Отряд двигался по тропе, практически незаметной на первый взгляд. Вроде бы лес без единого намека на цивилизацию, но под налетом пятисот лет хаоса, словно под толстым слоем пыли, он таил в себе следы старой асфальтированной дороги. Асфальта, разумеется, не осталось, но деревья в этом месте росли чуть дальше друг от друга, чем в среднем по лесу. Где-то два метра вместо полутора. У растений тоже есть генная память. Когда-то давно две части леса разделяли тридцать метров, занятые двухполосной трассой с обочиной, но потом цивилизация сгинула, а с ней и инфраструктура. Деревья стали расти все ближе, а когда от асфальта осталось одно только воспоминание, полностью поглотили пронизавший лес шрам, оставив лишь крохотную улику в виде непривычно широкого пустого пространства. Эти два метра тоже могли зарасти, но климат и радиация больше не давали лесам продохнуть, не позволяли появляться на свет новым деревьям. Во многих частях Великой пустоши «легкие Земли́» давно уже выродились, уменьшив и без того низкие шансы на выживание тем обитателям мира, что пытались дышать кислородом.
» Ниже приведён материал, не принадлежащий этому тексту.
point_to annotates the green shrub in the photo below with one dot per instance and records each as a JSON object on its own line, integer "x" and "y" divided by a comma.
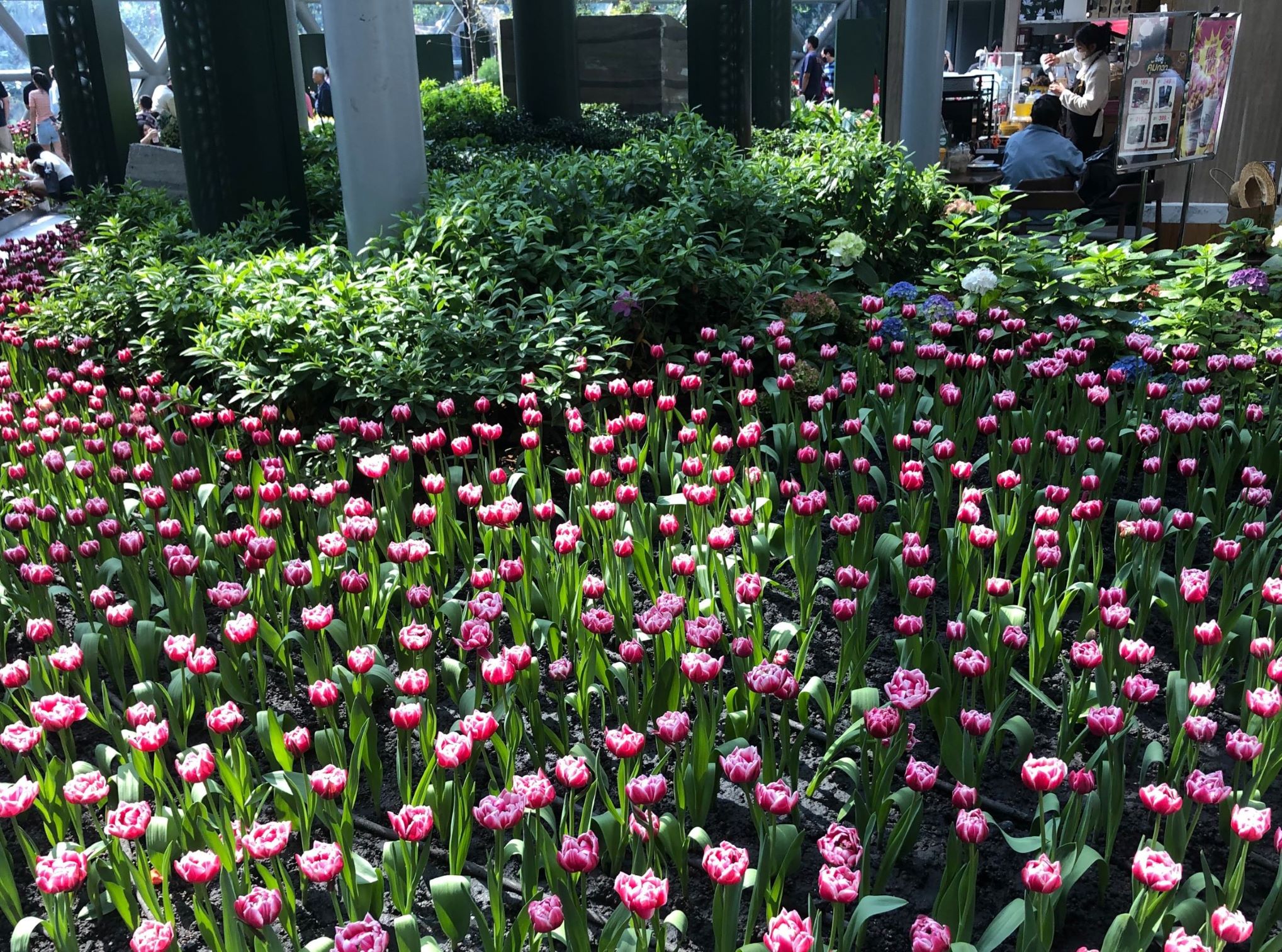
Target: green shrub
{"x": 459, "y": 101}
{"x": 514, "y": 262}
{"x": 489, "y": 71}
Редкие листья, нагло решившие вырасти этим летом, уже валялись на потрескавшейся земле. Несмотря на обилие влаги, на поверхности она не задерживалась, уходила куда-то вниз, будто все внутренности планеты были давно опустошены. Порой дождь мог лить целый месяц, но проходило несколько часов и поверхность под ногами вновь покрывалась трещинами — признак крайней жажды. Полный радиации кислотный дождь был уже не тем милым и романтичным явлением, каким видели его люди тысячу лет назад.
Бурдюки инков и фляги морпехов постукивали по их ногам, и плещущаяся внутри живительная влага тщетно пыталась воссоединиться с матерью-природой, напоить ее, спасти от сухой смерти… хотя бы на один день.
По сложной, труднопроходимой из-за колючих растений тропе приходилось двигаться очень медленно. К наступлению ночи отряд отошел от реки на жалкие десять километров. До преодоления необходимого расстояния было еще далеко, но полковник решил не начинать долгий и наверняка изнуряющий поход с измождения отряда, а потому объявил привал на ночь. Небольшая прогалина между соснами оказалась лучшим местом для остановки. Лошадей привязали с западной стороны — по направлению движения каравана, а вездеходы оставили позади, перегородив ими тропу, по которой сюда пришли. С северной стороны поляны лежал ствол огромного поваленного дерева, судя по виду, древнего. Радиация изменила гены бактерий, ответственных за переработку древесины, — теперь они поедали сами себя, прямо как некоторые заводы, и деревья перестали гнить. Мир вернулся к каменноугольной эре, что в конечном итоге защитило привал путешественников с севера. У ствола-переростка и решили устроить ночлег.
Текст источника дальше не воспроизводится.